Day: January 30, 2003

  • I shall do nothing to counter the near irrepressible wave of mounting hysterical realism other than embrace it.


       —nfp


    TO MAKE A DADAIST POEM


    Take a newspaper.
    Take some scissors.
    Choose from this paper an article of the length you want to make your poem.
    Cut out the article.
    Next carefully cut out each of the words that makes up this article and put them all in a bag.
    Shake Gently.
    Next take out each cutting one after the other.
    Copy conscientiously in the order in which they left the bag.
    The poem will resemble you.
    And there you are—an infinitely original author of charming sensibility, even though unappreciated by the vulgar herd.


       —Tristan Tzara, from 'Dada Manifesto on Free Love and Bitter Love', (c1920)


    . . . let us not lose sight of the fact that the idea of surrealism aims quite simply at the total recovery of our psychic force by a means which is nothing other than the dizzying descent into ourselves, the systematic illumination of hidden places and the progressive darkening of other places, the perpetual excursion into the midst of forbidden territory . . .


       —André Breton, from The Second Manifesto of Surrealism, 1930


       . . . It is only by making evident the intimate relation linking the two terms real and imaginary that I hope to break down the distinction, which seems to me less and less well founded, between the subjective and the objective. . . . I intend to justify and advocate more and more choice of a lyric behaviour such as it is indispensable to everyone, even if for only an hour of love, such as surrealism has tried to systematize it, with all possible predictive force.

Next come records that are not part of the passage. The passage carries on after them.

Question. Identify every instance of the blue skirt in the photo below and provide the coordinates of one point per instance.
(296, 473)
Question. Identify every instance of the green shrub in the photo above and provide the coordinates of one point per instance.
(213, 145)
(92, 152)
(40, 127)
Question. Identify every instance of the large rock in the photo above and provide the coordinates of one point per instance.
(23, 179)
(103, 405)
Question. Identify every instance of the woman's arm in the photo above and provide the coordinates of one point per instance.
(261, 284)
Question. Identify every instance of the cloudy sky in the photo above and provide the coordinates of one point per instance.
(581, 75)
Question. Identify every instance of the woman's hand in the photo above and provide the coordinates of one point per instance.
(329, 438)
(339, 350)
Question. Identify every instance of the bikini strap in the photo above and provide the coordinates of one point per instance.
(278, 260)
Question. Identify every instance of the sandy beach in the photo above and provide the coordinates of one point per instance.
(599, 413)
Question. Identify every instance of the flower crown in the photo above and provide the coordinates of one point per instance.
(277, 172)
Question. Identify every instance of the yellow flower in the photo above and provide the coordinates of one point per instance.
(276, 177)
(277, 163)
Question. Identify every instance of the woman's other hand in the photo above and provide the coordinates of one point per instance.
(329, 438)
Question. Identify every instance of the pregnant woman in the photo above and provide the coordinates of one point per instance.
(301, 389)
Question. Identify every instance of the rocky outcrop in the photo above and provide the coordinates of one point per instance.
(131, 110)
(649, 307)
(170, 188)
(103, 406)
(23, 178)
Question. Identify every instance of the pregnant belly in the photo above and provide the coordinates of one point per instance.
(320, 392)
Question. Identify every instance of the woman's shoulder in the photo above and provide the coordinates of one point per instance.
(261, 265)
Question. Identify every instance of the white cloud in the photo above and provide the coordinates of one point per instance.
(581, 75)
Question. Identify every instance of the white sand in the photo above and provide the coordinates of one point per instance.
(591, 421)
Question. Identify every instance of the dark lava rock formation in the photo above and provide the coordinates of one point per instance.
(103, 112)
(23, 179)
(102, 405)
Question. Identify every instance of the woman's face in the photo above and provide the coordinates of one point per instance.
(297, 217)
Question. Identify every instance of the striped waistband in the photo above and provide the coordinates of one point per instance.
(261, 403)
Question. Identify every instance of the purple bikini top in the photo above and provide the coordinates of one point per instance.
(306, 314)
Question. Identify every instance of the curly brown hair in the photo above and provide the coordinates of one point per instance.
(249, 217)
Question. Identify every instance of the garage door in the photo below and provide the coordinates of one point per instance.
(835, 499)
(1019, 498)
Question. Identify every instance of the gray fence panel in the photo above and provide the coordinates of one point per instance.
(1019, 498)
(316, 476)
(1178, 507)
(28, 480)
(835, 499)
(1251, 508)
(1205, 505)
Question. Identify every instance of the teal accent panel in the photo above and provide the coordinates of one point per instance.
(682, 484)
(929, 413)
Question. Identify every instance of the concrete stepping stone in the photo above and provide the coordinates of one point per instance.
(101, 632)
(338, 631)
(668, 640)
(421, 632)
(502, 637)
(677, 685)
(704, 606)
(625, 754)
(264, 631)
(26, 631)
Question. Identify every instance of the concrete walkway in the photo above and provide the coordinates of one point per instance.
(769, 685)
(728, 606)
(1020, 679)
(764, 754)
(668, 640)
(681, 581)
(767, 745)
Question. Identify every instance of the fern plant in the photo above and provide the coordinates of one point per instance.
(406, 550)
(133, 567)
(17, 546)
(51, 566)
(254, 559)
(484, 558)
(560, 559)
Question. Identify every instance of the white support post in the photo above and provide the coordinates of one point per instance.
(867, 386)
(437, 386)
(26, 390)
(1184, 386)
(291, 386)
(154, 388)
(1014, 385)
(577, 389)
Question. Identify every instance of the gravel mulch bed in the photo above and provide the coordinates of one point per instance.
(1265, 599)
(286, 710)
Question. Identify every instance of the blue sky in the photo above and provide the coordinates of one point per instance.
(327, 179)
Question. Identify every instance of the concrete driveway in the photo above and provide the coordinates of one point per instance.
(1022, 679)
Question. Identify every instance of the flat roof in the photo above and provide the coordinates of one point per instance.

    . . . What is strangest is inseparable from love, presiding over its revelation in individual as well as in collective terms. Man's and woman's sexual organs are attracted to each other like a magnet only through the introduction between them of a web of uncertainties ceaselessly renewed, a real unloosing of hummingbirds which would have gone to hell to have their feathers smoothed. . . We will never have done with sensation.